CBS isn’t paying attention to live plus same day numbers or live plus three numbers anymore. As I mentioned before upthread, ViacomCBS is using other metrics that seeks to capture non broadcast audience viewership wh8ch in far more important.
As theschnauzer posted, most of the networks (including CBS) are both looking at data beyond what we the public see Broadcast metrics of Live, Live Same Day, Live plus 3, Live plus 7, or Live plus 30. All of them get data from Nielsen about streaming (though that is limited), and the various studios have also contracted out to various other metric gathering sites.
Now of course CBS (and all other broadcasters) haven't ever really used the Broadcast ratings that get published. For the most part they are publicity. The exception is and has always been product placement dollars. But ad rates (what have been the bread earner for most of broadcast history) is based on Commercial ratings. That information is almost never released (and never released in detail).
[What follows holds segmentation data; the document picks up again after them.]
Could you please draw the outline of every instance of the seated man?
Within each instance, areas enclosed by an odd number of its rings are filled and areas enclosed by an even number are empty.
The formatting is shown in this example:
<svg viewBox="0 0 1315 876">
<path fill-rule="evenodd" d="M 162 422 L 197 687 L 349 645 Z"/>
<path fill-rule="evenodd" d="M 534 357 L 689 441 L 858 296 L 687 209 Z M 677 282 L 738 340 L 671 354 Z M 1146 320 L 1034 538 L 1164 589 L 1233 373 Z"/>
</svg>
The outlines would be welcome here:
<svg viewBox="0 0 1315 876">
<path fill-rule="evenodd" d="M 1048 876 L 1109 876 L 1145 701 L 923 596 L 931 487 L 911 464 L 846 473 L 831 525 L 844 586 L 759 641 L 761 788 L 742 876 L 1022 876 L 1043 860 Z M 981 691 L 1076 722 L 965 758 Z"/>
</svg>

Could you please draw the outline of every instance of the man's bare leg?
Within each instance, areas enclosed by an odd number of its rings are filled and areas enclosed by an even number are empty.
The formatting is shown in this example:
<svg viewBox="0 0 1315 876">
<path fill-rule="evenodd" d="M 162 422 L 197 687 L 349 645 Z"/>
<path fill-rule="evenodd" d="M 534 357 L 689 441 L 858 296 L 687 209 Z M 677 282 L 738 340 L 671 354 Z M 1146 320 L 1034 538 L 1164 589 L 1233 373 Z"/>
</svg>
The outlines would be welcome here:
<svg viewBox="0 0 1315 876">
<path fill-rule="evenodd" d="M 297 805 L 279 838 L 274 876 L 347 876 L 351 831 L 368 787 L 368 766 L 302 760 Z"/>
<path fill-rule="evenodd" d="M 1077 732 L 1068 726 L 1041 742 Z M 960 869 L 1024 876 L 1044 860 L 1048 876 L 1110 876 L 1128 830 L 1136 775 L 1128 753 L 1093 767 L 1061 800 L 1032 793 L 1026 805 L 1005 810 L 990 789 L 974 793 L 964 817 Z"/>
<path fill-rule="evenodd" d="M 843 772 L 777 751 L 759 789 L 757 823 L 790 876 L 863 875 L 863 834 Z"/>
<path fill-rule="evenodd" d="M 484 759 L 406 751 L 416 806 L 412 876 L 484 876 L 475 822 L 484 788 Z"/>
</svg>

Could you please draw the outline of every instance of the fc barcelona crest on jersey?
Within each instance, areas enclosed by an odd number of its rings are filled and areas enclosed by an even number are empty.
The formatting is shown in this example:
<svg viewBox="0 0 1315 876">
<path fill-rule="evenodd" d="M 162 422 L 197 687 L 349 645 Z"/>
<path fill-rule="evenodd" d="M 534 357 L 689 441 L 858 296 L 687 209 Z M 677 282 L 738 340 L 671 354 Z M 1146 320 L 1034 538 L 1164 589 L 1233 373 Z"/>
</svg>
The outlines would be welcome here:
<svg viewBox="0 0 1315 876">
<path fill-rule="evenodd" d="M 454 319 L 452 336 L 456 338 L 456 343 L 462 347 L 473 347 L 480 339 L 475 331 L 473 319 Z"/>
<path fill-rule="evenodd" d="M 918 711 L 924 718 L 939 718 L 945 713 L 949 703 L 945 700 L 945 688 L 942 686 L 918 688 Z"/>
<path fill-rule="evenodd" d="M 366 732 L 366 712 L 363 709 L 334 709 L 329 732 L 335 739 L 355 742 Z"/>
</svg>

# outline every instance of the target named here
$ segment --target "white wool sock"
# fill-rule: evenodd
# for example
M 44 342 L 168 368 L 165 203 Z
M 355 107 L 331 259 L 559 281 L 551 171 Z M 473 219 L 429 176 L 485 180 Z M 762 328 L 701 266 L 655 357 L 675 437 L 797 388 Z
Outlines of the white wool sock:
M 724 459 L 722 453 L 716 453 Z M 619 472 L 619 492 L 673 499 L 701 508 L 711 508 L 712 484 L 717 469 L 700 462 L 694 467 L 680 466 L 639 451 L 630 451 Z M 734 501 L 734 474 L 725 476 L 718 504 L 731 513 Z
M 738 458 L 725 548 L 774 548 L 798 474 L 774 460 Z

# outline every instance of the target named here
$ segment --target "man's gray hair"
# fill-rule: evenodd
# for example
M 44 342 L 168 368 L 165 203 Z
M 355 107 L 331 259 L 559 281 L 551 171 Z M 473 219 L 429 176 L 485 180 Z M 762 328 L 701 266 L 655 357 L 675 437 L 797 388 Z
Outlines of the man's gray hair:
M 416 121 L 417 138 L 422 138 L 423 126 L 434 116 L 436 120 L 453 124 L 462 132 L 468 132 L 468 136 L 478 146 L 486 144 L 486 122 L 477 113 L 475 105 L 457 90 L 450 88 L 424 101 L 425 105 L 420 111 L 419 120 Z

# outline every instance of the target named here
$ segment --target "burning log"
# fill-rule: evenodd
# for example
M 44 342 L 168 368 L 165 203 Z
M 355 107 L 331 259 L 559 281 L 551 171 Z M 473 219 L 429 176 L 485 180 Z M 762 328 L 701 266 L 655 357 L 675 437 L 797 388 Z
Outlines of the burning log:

In reality while we track broadcast ratings, its basically just the most accurate way we the public have to judge how specific shows are doing. And as more and more of the viewing public use streaming as one of their primary ways of viewing media, that broadcast data gets less and less relevant as away to judge a shows performance.
Of course, because its really the only data we get to see, its still our best gauge to judge a shows performance. But it is less and less reliable. And its almost useless it making comparison between years.
Now ABC for example is at least releasing some of its MP ratings (Nielsens ratings that include some streaming, but nothing from mobile devices and not all services). So that we can see a show "A Million Little Things and Grey's Anatomy" make a huge leap in Multiplatform ratings far above the performance of other ABC shows that got the same Live ratings.
CBS is fairly stingy about that info and only seen a couple data points (Ghost primarily).
The biggest issue that the companies are having is that tracking streams is relatively easy. But that doesn't give you any information about whose watching. For example lets use Netflix. Netflix measures the minutes each stream is active, and the number of streams, and then reports that as hours watched. Which is fine. Its a subscription based service, so for the most part, they don't really care about whose watching. Now for example things like purchases of TAR on Amazon or iTunes are commercial free. So that's a relatively easy thing that can be tracked.
But for services that include an ad component that is where things get more difficult. The system Nielsen uses for the bulk of its data collection is designed for each audience member in the sample (which has ranged from 15,000 to 40,000 homes) to indicate every so many minutes that they are still watching (they also then have age, race, income and sex information from each person in their sample). Thats expensive, and a little unwieldy but ok for home use. The reason they haven't got it up for mobile is simple, they don't want to use the old style of trusting reporting data that you manual enter, but haven't yet come up with a great way to register you are watching on the go (or what do do when you share your mobile platform with someone outside of the sample). Other services have their own system, some with much better data especially for covering things Nielsen doesn't currently include, but their sample size has typically been smaller. And because the overall industry hasn't agreed to them, its more complicated in getting an ad buyer to take data that different from Nielsens. Some will some won't. As more and more data and the systems that collect it are vetted out, the bulk of the industry will start backing them in mass.